The squad also boasted three other seniors—Chiou, George Turner and Mark Riddell—each of whom made significant contributions to the season.
Fish called the group “a landmark class,” one which will be sorely missed next year. But there will surely be others—Fish has enjoyed such success that the school continually attracts strong young players who might otherwise avoid the relatively tennis-weak Ivy League.
“He’s built a great team here,” offered Chiou, who then added that Fish “does all of the little things right, and he makes sure that we’re a classy team.”
“He just expects so much out of us—and we know that—and that makes us more responsible and [we] perform better for him. We expect more out of ourselves because of what he expects of us.”
Sophomore Brandon Chiu agreed, explaining that Fish’s reputation springs from the fact that “he really knows what’s going on, and he’s very knowledgeable.”
Twenty-eight seasons will certainly bring coaching knowledge, but Fish brings something more to the Harvard courts—a unique empathy which connects him to his pupils like few others.
After January’s Harvard Winter Invitation, just before the spring’s first dual match, the Crimson’s doubles teams appeared rusty coming off of the prolonged exam break. Fish said, though, that he was “quite pleased.”
“I think it’s always really tough to come out of exams at Harvard,” he explained, adding that the tests often leave students “ground down to their knees.”
“[After] two weeks of really intense, hard mental labor,” Fish said, “[if] your team can muster 80 percent of [its] mental and physical resources during this time, that’s a victory. [Harvard] is a grind. They all put in their time, and they try to keep their hand in while they’re doing what they came here for.”

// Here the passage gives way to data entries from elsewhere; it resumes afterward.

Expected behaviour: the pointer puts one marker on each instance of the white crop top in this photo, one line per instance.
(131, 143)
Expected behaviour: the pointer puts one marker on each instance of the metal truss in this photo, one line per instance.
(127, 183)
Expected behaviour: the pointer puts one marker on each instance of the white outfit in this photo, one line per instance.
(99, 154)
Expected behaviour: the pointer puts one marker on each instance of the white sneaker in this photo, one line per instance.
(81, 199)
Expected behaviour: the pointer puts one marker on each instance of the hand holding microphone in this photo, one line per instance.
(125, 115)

Spoken by one who lived it.
And Fish’s lack of concern proved fair—the Crimson would go on to open its spring season by winning five of the first six doubles points.
Lingman indicated that the coach made decisions with that same sagacity throughout the season, pointing specifically to a lineup Fish kept relatively stable despite an excess of talent with which to fill it.

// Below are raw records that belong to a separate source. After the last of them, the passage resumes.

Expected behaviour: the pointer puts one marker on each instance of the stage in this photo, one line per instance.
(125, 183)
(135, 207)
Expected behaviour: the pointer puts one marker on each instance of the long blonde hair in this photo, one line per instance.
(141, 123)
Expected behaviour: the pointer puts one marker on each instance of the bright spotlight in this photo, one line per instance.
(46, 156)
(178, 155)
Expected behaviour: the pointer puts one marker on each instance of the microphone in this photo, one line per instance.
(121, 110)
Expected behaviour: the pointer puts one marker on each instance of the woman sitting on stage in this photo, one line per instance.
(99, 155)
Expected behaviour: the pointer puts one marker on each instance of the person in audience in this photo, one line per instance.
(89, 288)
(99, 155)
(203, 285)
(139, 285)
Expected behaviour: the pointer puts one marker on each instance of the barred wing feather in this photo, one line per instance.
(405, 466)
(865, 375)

The consistency kept the players confident during the more challenging stretches, the co-captain explained.
But most of all, this year seemed fun. The players were smiling, and so was Fish.
After a tight 4-3 win at Minnesota early in the season, Fish praised his team.
“It was very representative of the kind of character we have on the team this year,” he said. “You can’t win matches like that without people who are all interested in working in the same direction.”
And they couldn’t have all worked in the same direction without somebody at the helm, guiding them along the way.
“He brought out the best in us this year,” Chu said, “and I hope that we brought out the best in him.”